科学技術振興機構(JST)は、プラント設備の配管内の日常点検や緊急時の点検を目的としたヘビ型ロボットを開発し、複雑な配管内を走破し、配管内の状況を正確に提供することに成功したと発表した。

皮膚型の触覚センサーを搭載したヘビ型ロボット(出所:JSTプレスリリース)

同研究は、京都大学大学院工学研究科の松野文俊教授、早稲田大学理工学術院創造理工学研究科の奥乃博教授、岡山大学大学院自然科学研究科の亀川哲志講師、金沢大学理工研究域機械工学系の鈴木陽介助教らの研究開発チームによるもの。

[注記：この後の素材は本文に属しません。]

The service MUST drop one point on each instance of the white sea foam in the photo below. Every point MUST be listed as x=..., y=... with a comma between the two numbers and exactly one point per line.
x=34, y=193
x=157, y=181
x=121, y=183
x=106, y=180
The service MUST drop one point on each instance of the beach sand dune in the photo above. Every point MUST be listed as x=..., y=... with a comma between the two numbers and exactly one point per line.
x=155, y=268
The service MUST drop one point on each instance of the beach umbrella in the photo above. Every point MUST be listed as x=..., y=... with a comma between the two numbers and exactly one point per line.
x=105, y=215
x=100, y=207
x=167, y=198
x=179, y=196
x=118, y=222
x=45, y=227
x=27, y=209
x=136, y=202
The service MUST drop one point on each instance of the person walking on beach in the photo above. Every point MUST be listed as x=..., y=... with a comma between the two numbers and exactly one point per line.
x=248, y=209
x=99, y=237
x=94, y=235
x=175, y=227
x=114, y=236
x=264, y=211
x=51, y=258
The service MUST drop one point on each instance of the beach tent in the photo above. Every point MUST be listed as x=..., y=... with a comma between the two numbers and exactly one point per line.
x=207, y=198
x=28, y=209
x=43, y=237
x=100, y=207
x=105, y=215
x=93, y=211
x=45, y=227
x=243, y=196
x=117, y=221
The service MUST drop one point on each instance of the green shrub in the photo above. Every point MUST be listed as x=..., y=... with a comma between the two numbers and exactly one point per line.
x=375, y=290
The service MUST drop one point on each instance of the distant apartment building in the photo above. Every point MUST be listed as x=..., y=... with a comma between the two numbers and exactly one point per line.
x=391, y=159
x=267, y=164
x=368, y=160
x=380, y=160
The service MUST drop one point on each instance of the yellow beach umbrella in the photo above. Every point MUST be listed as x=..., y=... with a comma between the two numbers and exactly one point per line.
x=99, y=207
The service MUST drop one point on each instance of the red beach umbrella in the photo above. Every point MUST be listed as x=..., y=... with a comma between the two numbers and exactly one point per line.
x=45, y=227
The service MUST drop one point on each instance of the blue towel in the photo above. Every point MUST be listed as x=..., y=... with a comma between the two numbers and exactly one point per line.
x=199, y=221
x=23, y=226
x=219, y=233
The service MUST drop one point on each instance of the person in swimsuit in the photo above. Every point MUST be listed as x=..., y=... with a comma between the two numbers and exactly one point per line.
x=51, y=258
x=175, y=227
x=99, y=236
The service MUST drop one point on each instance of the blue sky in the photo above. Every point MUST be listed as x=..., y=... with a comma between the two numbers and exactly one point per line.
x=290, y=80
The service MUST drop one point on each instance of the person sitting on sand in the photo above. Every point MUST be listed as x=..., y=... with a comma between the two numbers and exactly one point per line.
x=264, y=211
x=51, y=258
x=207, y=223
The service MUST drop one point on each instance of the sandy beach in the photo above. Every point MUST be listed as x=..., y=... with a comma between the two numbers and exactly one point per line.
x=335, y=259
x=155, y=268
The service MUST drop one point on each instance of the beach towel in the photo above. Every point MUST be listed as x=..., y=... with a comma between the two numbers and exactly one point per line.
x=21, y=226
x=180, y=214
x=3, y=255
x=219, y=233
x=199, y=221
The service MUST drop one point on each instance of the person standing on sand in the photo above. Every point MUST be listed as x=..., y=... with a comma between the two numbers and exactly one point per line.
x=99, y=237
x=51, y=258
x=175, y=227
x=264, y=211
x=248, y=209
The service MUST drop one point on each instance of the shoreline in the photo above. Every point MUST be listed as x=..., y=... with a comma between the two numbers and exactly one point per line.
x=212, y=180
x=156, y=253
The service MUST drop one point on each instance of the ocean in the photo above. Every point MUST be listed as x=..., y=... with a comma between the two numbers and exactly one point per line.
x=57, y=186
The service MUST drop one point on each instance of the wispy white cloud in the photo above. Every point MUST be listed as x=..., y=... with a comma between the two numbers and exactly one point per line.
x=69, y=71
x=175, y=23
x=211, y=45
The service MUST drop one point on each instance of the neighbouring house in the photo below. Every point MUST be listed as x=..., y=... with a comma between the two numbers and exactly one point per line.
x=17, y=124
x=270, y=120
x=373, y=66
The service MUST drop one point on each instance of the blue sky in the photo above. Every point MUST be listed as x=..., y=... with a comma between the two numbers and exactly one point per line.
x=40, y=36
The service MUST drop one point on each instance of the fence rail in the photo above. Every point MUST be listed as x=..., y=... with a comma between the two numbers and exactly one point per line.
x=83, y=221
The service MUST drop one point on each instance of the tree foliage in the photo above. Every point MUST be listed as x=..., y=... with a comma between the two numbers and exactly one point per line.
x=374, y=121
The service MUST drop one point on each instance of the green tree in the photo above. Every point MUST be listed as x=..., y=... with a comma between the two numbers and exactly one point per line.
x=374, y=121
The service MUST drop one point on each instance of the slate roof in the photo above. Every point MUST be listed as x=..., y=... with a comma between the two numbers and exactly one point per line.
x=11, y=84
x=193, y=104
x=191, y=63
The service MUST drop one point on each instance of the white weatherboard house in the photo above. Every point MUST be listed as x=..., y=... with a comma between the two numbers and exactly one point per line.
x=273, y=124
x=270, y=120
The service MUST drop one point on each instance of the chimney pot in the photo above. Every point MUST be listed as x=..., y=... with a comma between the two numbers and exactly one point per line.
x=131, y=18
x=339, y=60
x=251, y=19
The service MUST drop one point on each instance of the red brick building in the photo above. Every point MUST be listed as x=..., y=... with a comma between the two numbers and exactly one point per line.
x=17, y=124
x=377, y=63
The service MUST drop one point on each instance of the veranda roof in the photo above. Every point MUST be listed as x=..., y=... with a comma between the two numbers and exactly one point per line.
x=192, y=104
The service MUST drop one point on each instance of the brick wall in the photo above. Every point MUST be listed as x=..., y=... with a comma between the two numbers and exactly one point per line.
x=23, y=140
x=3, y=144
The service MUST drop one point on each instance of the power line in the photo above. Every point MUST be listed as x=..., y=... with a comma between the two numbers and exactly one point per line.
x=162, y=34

ヘビ型ロボットは、狭く複雑な環境への検査点検を目的に開発がなされており、これまでに配管内を走破するロボットは開発されてきた。しかし、オペレーターに提供される情報は限られており、複雑配管内でカメラからの映像をもとにマニュアル操作するのは困難だった。また、これまでのヘビ型ロボットでは、配管内をロボットが移動すると配管内の汚れの状態が変化したり、滑り落ちて位置が分からなくなりビジュアルSLAM(自己位置決定と配管地図の同時生成)が使用できないなど、配管内の情報を正確に収集することが困難だった。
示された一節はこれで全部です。